AI Coding Assistant

👉 Enable Vibe coding and AI assistant in our VSCode / IntelliJ IDE using Ollama LLM Models.

👉 A step by step guide to connect VS Code and IntelliJ with Ollama Models for seamless local code generation and pairing.


Spring Boot BadgeMicroservices BadgeContinue

Table of Contents


Overview

Welcome to this fully local, private, and offline AI coding assistatnt setup! Using the Continue extension in VS Code paired with Ollama for lightweight LLMs, you’ll get autocomplete, chat, editing, and more—without cloud dependencies. Perfect for developers prioritizing speed, privacy, and customization.

This guide is battle-tested for macOS, Linux, and Windows. Expect setup in ~15-30 minutes, depending on model downloads.

Prerequisites

Before diving in, ensure your setup meets these basics. Use this checklist for a smooth ride! ✅

RequirementDetailsWhy It Matters
RAM8GB minimum (16GB+ recommended)Handles model inference
Storage10GB+ freeFor model files (e.g., 4-8GB each)
OSmacOS, Linux, or WindowsOllama compatibility
Terminal AccessBasic command-line skillsFor Ollama setup
VS CodeInstall Latest versionCore IDE for the extension

💡 Pro Tip: If you’re on a laptop, plug-in for downloads—models can be hefty!


Step 1: Install Continue Extension

Get the AI brains into VS Code.

  1. Install latest VSCode.
  2. Open VS Code.
  3. HitCtrl+Shift+X (Windows/Linux) or Cmd+Shift+X (macOS) to open Extensions.
  4. Search for Continue.
  5. Install the official extension from Continue.dev.
  6. Reload VS Code after install.
    • You’ll see a new Continue icon in the activity bar (left sidebar).

💡 Follow the same to install Continue plugin in IntelliJ IDE and cofigure ollama models to integrate them.


Step 2: Install and Start Ollama

Ollama is your local LLM server—think of it as a lightweight OpenAI API alternative.

Installation Commands

Run these in your terminal:

OSCommand
macOSbrew install ollama
Linuxcurl -fsSL https://ollama.com/install.sh \| sh
WindowsDownload installer from ollama.com

Verify and Start

# Check version
ollama --version

# Start the server (runs in background)
ollama serve

# Test connection (should echo "Ollama is running")
curl http://localhost:11434

⚠️ Warning: Keep the terminal open or run ollama serve as a service (e.g., via systemd on Linux) for persistent use.


Step 3: Download Local Models

Pull models from Ollama’s library. Start small for testing!

Key Commands

# General coding (balanced)
ollama pull llama3.2:3b

# Code-focused autocomplete
ollama pull qwen2.5-coder:1.5b-base

# Embeddings for search (RAG)
ollama pull nomic-embed-text:latest

# List all installed models
ollama list

🔍 Quick Note: Use ollama run <model_name> for interactive testing, butthis internally first pulls the model in local. Tags like :1b, :3b etc. specify size of model.
I will recommend to stick to 1.5B - 8B for everyday hardware.

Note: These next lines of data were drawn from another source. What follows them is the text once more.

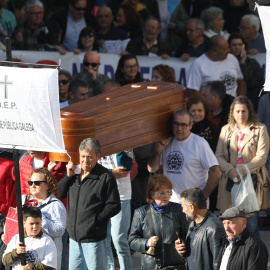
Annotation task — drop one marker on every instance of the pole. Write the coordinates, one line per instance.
(17, 175)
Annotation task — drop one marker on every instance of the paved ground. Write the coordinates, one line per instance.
(265, 236)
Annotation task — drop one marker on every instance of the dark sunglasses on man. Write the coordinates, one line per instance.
(64, 82)
(37, 183)
(87, 64)
(79, 9)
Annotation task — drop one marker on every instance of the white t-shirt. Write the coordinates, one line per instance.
(123, 183)
(186, 163)
(204, 70)
(41, 250)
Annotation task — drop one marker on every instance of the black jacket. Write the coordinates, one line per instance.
(207, 242)
(248, 253)
(91, 203)
(166, 225)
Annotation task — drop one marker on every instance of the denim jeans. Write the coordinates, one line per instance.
(91, 256)
(118, 230)
(64, 252)
(252, 224)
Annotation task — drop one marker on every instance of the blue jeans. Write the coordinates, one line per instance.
(118, 230)
(91, 256)
(64, 252)
(252, 224)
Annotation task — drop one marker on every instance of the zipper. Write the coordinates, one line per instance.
(77, 211)
(162, 236)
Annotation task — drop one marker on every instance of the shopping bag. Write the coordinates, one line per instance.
(244, 195)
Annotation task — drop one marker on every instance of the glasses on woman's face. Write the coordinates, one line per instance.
(37, 183)
(163, 194)
(88, 35)
(64, 82)
(182, 125)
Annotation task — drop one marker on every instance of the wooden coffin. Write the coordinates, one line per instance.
(124, 118)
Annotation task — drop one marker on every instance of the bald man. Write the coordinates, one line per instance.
(90, 75)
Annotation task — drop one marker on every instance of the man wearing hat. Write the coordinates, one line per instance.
(240, 249)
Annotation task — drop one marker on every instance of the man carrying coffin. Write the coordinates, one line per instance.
(93, 198)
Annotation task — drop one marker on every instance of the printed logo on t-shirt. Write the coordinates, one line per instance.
(228, 79)
(31, 256)
(175, 162)
(107, 161)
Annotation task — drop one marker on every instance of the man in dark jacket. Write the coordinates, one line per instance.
(204, 237)
(241, 249)
(93, 198)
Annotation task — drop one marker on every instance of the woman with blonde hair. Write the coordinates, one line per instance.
(243, 141)
(168, 223)
(43, 188)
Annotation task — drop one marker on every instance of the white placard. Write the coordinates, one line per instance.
(29, 109)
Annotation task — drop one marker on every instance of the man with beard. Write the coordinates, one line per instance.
(187, 159)
(205, 233)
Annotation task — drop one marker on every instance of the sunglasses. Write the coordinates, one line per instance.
(80, 9)
(37, 183)
(88, 35)
(64, 82)
(87, 64)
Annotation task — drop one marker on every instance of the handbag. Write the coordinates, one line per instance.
(230, 182)
(243, 194)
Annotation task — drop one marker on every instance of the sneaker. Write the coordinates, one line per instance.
(266, 222)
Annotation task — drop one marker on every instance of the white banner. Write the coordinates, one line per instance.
(264, 14)
(29, 109)
(73, 63)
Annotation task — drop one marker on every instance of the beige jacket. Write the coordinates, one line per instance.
(255, 149)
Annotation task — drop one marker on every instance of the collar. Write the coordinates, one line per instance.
(38, 236)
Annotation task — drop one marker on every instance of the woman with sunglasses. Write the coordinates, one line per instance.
(128, 70)
(43, 188)
(64, 79)
(157, 241)
(87, 41)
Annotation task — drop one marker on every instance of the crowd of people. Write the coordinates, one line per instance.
(159, 199)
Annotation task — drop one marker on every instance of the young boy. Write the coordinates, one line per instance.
(39, 248)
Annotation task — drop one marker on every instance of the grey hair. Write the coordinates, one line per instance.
(183, 112)
(32, 3)
(199, 23)
(253, 20)
(217, 88)
(209, 15)
(90, 144)
(65, 73)
(195, 197)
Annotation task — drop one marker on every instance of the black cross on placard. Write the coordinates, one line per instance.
(5, 84)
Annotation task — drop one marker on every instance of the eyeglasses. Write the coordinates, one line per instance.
(36, 13)
(37, 183)
(64, 82)
(182, 125)
(130, 67)
(87, 64)
(88, 35)
(244, 27)
(80, 9)
(163, 194)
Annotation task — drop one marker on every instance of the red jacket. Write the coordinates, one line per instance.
(26, 168)
(7, 185)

Step 4: Configure Continue with Ollama

Continue uses ~/.continue/config.yaml (YAML for readability).

  • Open it via “Continue sidebar” > “Settings gear” > “Open config.yaml”.

Base Config Example

Here’s a starter config with role-separated models for efficiency:

#config
name: Local Config
version: 1.0.0
schema: v1
models:
  # Chats, edits, and apply changes (default for interactions)
  - name: Llama 3.2 3B
    provider: ollama
    model: llama3.2:3b
    roles:
      - chat
      - edit
      - apply
    default: true
    completionOptions:
      temperature: 0.2  # Low for consistent code
      maxTokens: 2048   # Balanced length

  # Lightweight autocomplete
  - name: Qwen2.5-Coder 1.5B
    provider: ollama
    model: qwen2.5-coder:1.5b-base
    # Note: Comment out below autocomplete role if facing performance issues. 
    # If enabled it will keep running the configured model.
    # Resulting in consuming a lot of CPU and RAM, specially if you have limited resources.
    roles:
      - autocomplete
    completionOptions:
      temperature: 0.1  # Focused predictions
      topP: 0.9

  # Embeddings for @codebase searches
  - name: Nomic Embed
    provider: ollama
    model: nomic-embed-text:latest
    roles:
      - embed

  # Auto-detect new models
  - name: Autodetect
    provider: ollama
    model: AUTODETECT

# Global tweaks
contextProviders:
  - name: code
    params:
      nRetrieve: 5  # Fast searches
      useReranking: false

tabAutocompleteOptions:
  enabled: true
  model: "Qwen2.5-Coder 1.5B"

Apply Changes

  • Save the file.
  • Reload: Cmd/Ctrl+Shift+P > “Continue: Reload Config”.
  • Auto-detects Ollama at http://localhost:11434.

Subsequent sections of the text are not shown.